Lezend in zijn bundel ‘Troostpogingen’ kwam ik bij het gedicht ‘Hier wordt gewerkt aan uw terugkeer’ een gedicht dat vet schreef nadat eind 2024 bekend werd dat Minister Faber deze cynische borden had willen laten plaatsen bij AZC’s. Zover is het gelukkig nooit gekomen maar het gaf Vet genoeg inspiratie voor dit gedicht.
.
Hier wordt gewerkt aan uw terugkeer
.
Wij wisten het land te liggen, kruisten hoopvol
een plaatsnaam aan en besloten om te gaan.
.
Alles wat we in de haast konden verzamelen
namen we mee: kinderen, kleding en elkaar.
.
Met elke kilometer leken we iets van thuis
te vergeten: hoe het licht viel in de straten,
.
de geur van onze pasgewassen lakens,
de taal die we met vrienden spraken.
.
Na zeven taaie dagen kwamen we ergens aan-
er stond alleen een spandoek voor ons klaar.
.
Kan kunst ons redden
Siel Verhanneman
.
Pas nog bij Eus’ Boekenclub op televisie en daarvoor al in MUGzine nummer 11 (2022) was Siel Verhanneman (1989) in de publiciteit (ze was uiteraard op vele plekken te zien en te horen maar deze pik ik er nu even uit), dit keer om haar nieuwe bundel ‘Wat wij doen dat heet bewaren’ van eind 2024 onder de aandacht te brengen.
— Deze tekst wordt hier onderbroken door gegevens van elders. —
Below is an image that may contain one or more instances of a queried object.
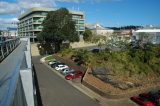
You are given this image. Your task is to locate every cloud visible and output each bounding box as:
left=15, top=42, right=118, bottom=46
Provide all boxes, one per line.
left=0, top=0, right=121, bottom=15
Deze nieuwe bundel is een ode aan het verzamelen, het rangschikken, het doorgeven, het bepalen van wat blijft en onherroepelijk verdwijnt. Het vraagstuk ‘Kan kunst de wereld redden?’ staat centraal in deze bundel. In een tijd waarin kunst en cultuur onder druk staan van allerlei megalomane, dictatoriale leiders en politici, ook in Nederland, is deze vraag relevanter dan ooit.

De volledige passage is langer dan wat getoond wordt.